Una relazione la riconosci, e anche una bugia
Il tema della conoscenza e della comunicazione sono argomenti infiniti, bellissimi. L’uomo ha la parola perché riconosce da solo di essere incompleto. Questo è il primo asse cartesiano di cui non dimenticarsi. Dobbiamo tenerlo a mente perché noi parliamo sempre e comunque, e riceviamo altrettante cascate di parole.  A fronte della cosiddetta «infodemia» di cui siamo vittime, c’è una consapevolezza semplice che possiamo curare e custodire per opporci all’invasione di informazioni che ci priva di conoscenza e ci rende vittime ancora più vulnerabili. Se la parola nasce dal sentirsi incompleti come individui, la parola è di conseguenza un bisogno di relazione con gli altri. E cos’è una relazione? Vale la pena riascoltare un altro contributo video di D’Avenia di presentazione del suo L’arte di essere fragili. In quel contesto lo scrittore affermò: “La relazione è dare all’altro ciò di cui l’altro ha bisogno”.
Semplice, granitico. Con questo paio di occhiali si fa piazza pulita di molte parole che sono in realtà menzogne travestite. Quando leggo o ascolto un testo posso innanzitutto chiedermi: chi scrive vuole colmare un bisogno autentico dell’ascoltatore? Molto più spesso ci imbattiamo in articoli in cui la voce narrante accarezza con grande vanità solo le proprie opinioni e vuole metterle su un piedistallo ben visibile. Altri testi sono scritti apposta per farci cliccare sul tasto “avanti”, a mero scopo di guadagno. Altri ancora sono come una carta da parati colorata in una stanza vuota, nascondono il nulla che non sanno riempire. Chi scrive mi sta pensando? Lo muove una premura umana o un interesse diverso (egoistico o di profitto)? Ecco domande da tenere deste. Quando è inifluente la presenza di un ascoltatore e si punta solo su un pubblico inerte e numeroso, allora senza dubbio siamo al cospetto di informazioni irrilevanti e dannose.

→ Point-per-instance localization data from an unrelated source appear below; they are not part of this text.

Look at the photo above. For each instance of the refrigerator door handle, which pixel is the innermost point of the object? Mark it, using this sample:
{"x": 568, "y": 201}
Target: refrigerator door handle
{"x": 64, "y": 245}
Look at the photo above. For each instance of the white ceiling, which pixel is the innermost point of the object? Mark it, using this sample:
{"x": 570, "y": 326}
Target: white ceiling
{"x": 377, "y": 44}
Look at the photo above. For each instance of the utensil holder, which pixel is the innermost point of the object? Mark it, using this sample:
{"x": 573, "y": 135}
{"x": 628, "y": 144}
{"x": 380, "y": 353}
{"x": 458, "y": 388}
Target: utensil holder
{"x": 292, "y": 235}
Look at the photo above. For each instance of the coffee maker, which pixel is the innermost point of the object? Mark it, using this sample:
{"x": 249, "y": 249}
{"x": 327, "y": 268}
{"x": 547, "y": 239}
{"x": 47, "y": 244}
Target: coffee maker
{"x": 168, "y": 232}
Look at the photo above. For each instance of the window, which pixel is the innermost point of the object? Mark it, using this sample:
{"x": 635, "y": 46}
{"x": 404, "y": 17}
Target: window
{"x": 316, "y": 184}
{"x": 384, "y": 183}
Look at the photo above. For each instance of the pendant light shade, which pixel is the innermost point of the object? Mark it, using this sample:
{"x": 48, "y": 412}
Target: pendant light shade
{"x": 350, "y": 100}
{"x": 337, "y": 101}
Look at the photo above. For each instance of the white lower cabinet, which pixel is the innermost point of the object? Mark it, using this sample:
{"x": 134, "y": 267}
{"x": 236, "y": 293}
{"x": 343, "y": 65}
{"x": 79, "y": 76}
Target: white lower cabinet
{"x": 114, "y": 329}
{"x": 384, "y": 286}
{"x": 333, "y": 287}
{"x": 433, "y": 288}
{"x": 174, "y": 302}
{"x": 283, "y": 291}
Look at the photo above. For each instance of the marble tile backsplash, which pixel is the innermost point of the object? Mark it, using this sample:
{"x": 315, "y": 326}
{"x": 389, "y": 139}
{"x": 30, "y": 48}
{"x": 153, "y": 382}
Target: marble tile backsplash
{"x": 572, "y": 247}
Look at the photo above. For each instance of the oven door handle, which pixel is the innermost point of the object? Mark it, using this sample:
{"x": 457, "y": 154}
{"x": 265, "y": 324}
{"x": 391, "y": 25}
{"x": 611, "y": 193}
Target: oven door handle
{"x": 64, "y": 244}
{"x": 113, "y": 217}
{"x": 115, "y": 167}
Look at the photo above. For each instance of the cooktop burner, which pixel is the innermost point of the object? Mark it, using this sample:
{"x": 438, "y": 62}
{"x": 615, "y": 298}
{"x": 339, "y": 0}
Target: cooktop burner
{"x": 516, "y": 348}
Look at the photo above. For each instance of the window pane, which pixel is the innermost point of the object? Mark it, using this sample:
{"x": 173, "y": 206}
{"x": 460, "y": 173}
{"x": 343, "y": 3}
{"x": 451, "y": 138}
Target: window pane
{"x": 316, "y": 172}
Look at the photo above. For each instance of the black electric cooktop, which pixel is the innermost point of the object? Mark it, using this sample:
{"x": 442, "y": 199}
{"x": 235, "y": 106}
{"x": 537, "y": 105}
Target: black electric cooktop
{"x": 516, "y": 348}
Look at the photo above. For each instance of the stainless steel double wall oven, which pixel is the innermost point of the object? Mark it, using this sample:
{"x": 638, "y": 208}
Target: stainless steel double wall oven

Ho tenuto per ultimo il nucleo più vivo dell’affermazione sintetica di D’Avenia. Per riconoscere una vera relazione, occorre partire dal bisogno. Mettere a fuoco qual è il vero motore da cui partono le nostre domande è ciò che merita tutta la nostra energia di discernimento. L’agitazione che mi spinge a cercare risposte in ogni pagina scritta, da cosa nasce? La paura che stimola l’idea che più informazioni raccolgo più sono al sicuro, da cosa nasce? Ci vuole tempo e pazienza per rispondere a questi interrogativi, ed è un tempo tutto guadagnato e da consumare in silenzio.
Non a caso, spesso, ci riempiamo di notizie da leggere perché il nostro primo timore è rimanere a tu per tu con ciò che ci grida dentro. Cerchiamo informazioni che siano un rumore più forte, per coprire il nostro lamento o pianto. Come di recente ci ha ricordato Suor Marianna, fare silenzio è un impegno benedetto perché è lì che Dio parla. La sua Parola attende, paziente, che il nostro bisogno la cerchi. Questa esperienza è essenziale per poter poi incontrare le altre mille voci umane in cui ci imbattiamo: la preghiera è la prima relazione, e detta il passo ed è la pietra di paragone per giudicare ogni altra relazione e comunicazione.